Tube Strikes Expose a Union Paradox Over a Four-Day Working Week
London’s planned tube strikes will span 12 days in the spring as the RMT union presses a rare case: industrial action to oppose a condensed four-day working week. The RMT has scheduled six 24-hour weekday walkouts beginning at 12: 00 on listed days and running until 11: 59 the following day, framing the dispute as one about shift length, fatigue and safety.
What are the Tube Strikes aiming to stop?
Verified fact: The RMT union says its driver members will stage a series of 24-hour strikes to oppose London Underground’s proposal to compress a normal working week into four days. The scheduled windows are listed by the union as: 24–25 March (12: 00 Tuesday – 11: 59 Wednesday); 26–27 March (12: 00 Thursday – 11: 59 Friday); 21–22 April (12: 00 Tuesday – 11: 59 Wednesday); 23–24 April (12: 00 Thursday – 11: 59 Friday); 19–20 May (12: 00 Tuesday – 11: 59 Wednesday); and 21–22 May (12: 00 Thursday – 11: 59 Friday).
Verified fact: Eddie Dempsey, RMT general secretary, is quoted stating that London Underground is attempting to force through major changes to working patterns that members have rejected. The union voted in favour of industrial action last month and has framed concerns around shift lengths, unacceptable working-time arrangements and the potential impact of fatigue on safety.
Analysis: The timetable and the union’s language make the dispute one narrowly focused on how a new pattern would be structured rather than on pay. The RMT’s emphasis on fatigue and safety turns a calendar reform into a safety argument that escalates the stakes for operators and the travelling public.
How do Tube Strikes reflect competing positions inside the workforce and management?
Verified fact: Transport for London has presented the four-day proposal as voluntary, stating there would be no reduction in contractual hours and that those who wish to continue a five-day pattern will be able to do so. TfL has argued the changes would improve reliability, enable more flexible driver deployment and create no additional cost, and it cited work done on implementing the pattern on the Bakerloo line when discussing the proposal with trade unions.
Verified fact: The Aslef train drivers union has welcomed the extra days off, with Finn Brennan, district organiser in London for Aslef, calling the RMT action bizarre and noting the voluntary nature of the proposals. The RMT says it has about 1, 800 driver members, believed to be 40% to 50% of drivers working on the tube, and has also instructed members that they will no longer use any electronic devices issued by London Underground, including iPads.
Analysis: Those facts show a clear split: management frames the change as optional and operationally beneficial, one driver union welcomes fewer working days, and another union equates the same proposal with safety risks.
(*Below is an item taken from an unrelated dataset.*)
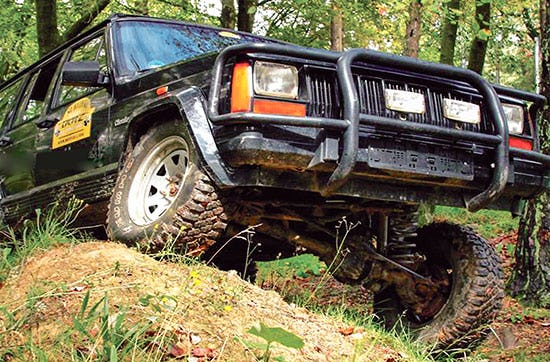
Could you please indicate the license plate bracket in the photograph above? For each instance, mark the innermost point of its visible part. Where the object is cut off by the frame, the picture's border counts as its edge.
(422, 159)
That triangle—management, an approving drivers’ union, and an opposing drivers’ union—creates a dilemma in which identical reform is described both as an operational improvement and a potential hazard.
Verified fact: The RMT notes there remains time to avoid industrial action if a negotiated settlement can be reached; its general secretary has said the union will take strike action if a negotiated settlement cannot be secured. The union also points to prior industrial action in which it sought reductions in the working week.
Analysis: With both sides invoking safety or flexibility, the immediate evidentiary gap is in independent, named assessments of shift patterns and fatigue risk tied directly to the proposed condensed week. Neither TfL’s operational claims nor the RMT’s safety concerns in the materials provided are accompanied here by an external, named study or regulator assessment; that omission frames the accountability question.
Accountability conclusion: The public interest requires transparent, named evidence on how the proposed four-day pattern affects hours, shift lengths and fatigue risk, and clarity on how voluntary options will be protected for drivers who do not agree to move. London Underground and the RMT should publish formal, named safety assessments and implementation details and engage with the unions and driver representatives to resolve the contradictions that have produced these tube strikes.